ASA Connect

As one of the earlier posts above pointed out, artificial intelligence is an attempt to build computers that work like the human mind.  (A more general definition might be "to work like the human mind, only better").  There are essentially two components to this, deductive reasoning and inductive reasoning.  Statistical inference is the formal arm of inductive reasoning which tries to draw general conclusions from specific sets of examples.  The conclusions drawn typically are then said to be true with a certain measure of probability. Deductive reasoning on the other hand starts with certain propositions which are assumed to be true, then, by a process of logical steps reaches conclusions that are (at least formally) true as well. 

To put this into terms that are a bit less philosophically oriented, inductive reasoning is that portion of the process involved with finding and verifying models, while deductive reasoning involves that part that uses the models to draw further conclusions.  

The early attempts to come up with artificial intelligence systems focused on the deductive reasoning side, modelling human decision making through sets of rules drawn from observed human decision makers that could then be combined to draw inferences.  This lead to the (largely failed) attempt to build "expert systems" that modelled the reasoning of human experts in a domain. A much more successful example of deductive inference AI systems (although almost never characterized as such) are things such as autopilots and anti-skid brakes which take well established models (mostly from physics) and use these to replace or augment humans in the execution of some task.

One of the earliest examples of inductive inference in artificial intelligence would be in the area of hand written character recognition initially developed to read zip codes on envelopes and packages. Although this also was seldom characterized as an example of artificial intelligence, it really does provide an example of teaching machines to do something that previously only a human could accomplish. (That this is still difficult for machines can be seen in the widespread use of CAPTCHA (the weird distorted characters you have to match) to login to certain websites).

Other areas of artificial intelligence in which inductive inference (e.g. statistics) played a key role are automated translation, speech recognition, financial trading systems and automated game playing systems (e.g.
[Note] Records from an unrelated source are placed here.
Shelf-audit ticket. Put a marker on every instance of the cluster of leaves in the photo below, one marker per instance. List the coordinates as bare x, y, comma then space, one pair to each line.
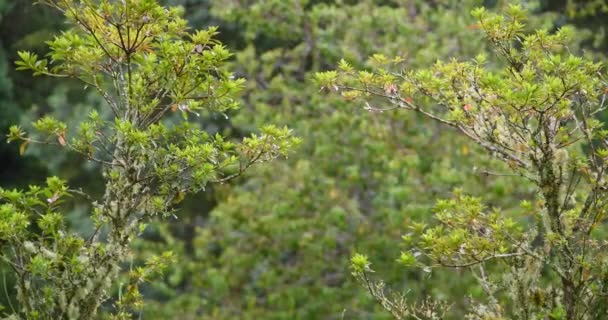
535, 114
141, 60
277, 246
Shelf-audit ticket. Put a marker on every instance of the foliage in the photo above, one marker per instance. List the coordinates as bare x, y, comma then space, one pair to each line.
276, 246
535, 114
149, 70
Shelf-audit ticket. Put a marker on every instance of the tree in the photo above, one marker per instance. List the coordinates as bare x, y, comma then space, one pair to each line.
276, 244
155, 77
537, 114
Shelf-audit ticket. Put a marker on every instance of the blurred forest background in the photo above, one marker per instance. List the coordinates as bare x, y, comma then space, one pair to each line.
275, 243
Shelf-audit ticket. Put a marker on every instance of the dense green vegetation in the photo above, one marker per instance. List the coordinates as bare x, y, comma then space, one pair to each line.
362, 183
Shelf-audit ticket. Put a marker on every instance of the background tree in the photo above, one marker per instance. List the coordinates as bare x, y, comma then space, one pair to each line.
535, 114
152, 75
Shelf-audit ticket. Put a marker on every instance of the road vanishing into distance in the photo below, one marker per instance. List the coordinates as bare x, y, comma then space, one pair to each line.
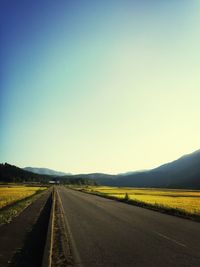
109, 233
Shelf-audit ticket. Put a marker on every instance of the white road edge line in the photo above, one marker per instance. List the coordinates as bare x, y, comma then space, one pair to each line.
170, 239
74, 249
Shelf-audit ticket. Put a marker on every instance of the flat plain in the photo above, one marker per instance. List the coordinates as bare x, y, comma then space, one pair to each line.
184, 200
11, 193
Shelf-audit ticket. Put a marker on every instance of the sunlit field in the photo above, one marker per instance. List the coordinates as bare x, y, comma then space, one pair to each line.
186, 200
11, 194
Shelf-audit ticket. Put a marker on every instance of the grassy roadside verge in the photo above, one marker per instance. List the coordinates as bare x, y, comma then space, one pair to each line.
156, 207
7, 213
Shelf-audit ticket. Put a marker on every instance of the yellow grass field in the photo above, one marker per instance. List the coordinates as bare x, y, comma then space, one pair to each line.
186, 200
10, 194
TD-Gammon and AlphaGo) in all of which machines are reaching or exceeding human capabilities based on statistical models. 
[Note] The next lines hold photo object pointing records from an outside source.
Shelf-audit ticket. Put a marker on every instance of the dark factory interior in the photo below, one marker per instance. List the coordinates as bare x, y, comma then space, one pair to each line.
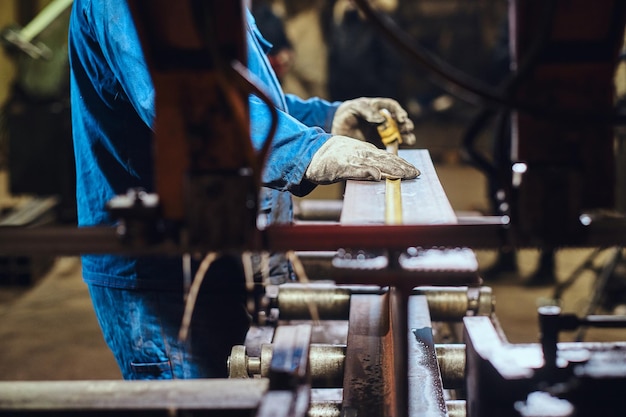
501, 263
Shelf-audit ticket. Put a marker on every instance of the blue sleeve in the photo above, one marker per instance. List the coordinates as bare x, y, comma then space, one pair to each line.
313, 111
114, 31
291, 151
302, 125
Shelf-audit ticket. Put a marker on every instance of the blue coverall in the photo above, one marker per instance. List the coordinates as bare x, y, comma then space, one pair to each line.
139, 301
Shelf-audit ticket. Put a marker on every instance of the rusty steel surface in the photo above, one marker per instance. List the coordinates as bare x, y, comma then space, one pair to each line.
426, 396
366, 393
96, 397
423, 199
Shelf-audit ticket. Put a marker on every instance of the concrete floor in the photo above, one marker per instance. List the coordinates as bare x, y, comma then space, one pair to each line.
48, 330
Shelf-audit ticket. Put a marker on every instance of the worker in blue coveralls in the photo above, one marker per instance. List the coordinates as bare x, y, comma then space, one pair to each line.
139, 301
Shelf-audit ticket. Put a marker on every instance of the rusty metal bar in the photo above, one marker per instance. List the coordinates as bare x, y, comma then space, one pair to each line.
100, 398
366, 392
65, 240
426, 398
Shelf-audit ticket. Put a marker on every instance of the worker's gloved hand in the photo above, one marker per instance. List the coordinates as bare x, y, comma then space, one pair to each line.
355, 118
344, 158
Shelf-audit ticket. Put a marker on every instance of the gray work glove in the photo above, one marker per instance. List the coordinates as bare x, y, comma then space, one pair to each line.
355, 118
344, 158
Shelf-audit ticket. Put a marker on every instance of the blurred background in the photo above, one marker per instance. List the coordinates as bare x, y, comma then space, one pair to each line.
326, 49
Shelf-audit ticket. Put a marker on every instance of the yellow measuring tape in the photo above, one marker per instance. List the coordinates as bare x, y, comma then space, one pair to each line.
390, 135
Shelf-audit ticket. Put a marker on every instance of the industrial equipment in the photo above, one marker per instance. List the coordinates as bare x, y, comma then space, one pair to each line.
368, 340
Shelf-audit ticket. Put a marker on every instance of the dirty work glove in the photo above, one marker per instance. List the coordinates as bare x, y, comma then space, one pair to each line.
344, 158
358, 118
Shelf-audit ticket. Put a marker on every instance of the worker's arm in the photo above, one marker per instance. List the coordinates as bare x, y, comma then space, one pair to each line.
110, 24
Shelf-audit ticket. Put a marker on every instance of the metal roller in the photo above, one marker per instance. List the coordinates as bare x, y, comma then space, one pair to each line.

The next question is: What is the difference between traditional statistics and artificial neural networks, data science, machine learning, big data or whichever current buzzword the computer science crowd has come up with for their brand of inductive inference that would be more closely associated in the public mind with artificial intelligence? In terms of the objectives of the disciplines and basic methodology, essentially nothing.  In terms of research style and emphasis on particular areas of statistical practice though, there are significant differences.

As noted previously, the inductive inference problem can be divided into two components:

-Model selection/hypothesis formation.

-Model/hypothesis testing or verification.

In traditional statistics, the first of these steps is something of a red headed step child, while in machine learning (or whichever name is currently popular) exploratory data analysis and non-parametric modelling methods are at the center of the enterprise.   Traditional statistics tends to favor model/hypothesis testing based on in-sample statistics using asymptotic values (normal, F, chi-squared, etc.) where in machine learning, tests are usually based on out-of-sample tests, using hold out sets or various types of data reuse methods (k-fold cross validation or bootstrapping).  The machine learning people are generally more willing to just "try something out" even if there is no theoretical underpinning to the method than the traditional statistics community and to do bake-offs comparing methods on simulated data or large data sets comparing results on out-of-sample data.  Finally, the machine learning crowd has a much higher density of Bayesians than is found in the traditional statistics community.

It should be noted though, that almost every method used in the machine learning world can be traced back to methods originally developed by someone in the traditional statistics community. (Particularly influential examples are Bradley Efron, Jerome Friedman, Trevor Hastie, Robert Tibshirani and Vladimir Vapnik). 

So where does all this leave us? Artificial intelligence attempts to emulate or improve on various types of human reasoning capabilities, one of which is to learn from experience (inductive inference).  To get machines to have these capabilities, one must give them a formalized system to accomplish this, which statistical methodology provides (under whichever name it is hiding). To reach true artificial intelligence though, one must take external human guidance and decision making out of all the steps of a statistical modelling process, from which we are still well removed.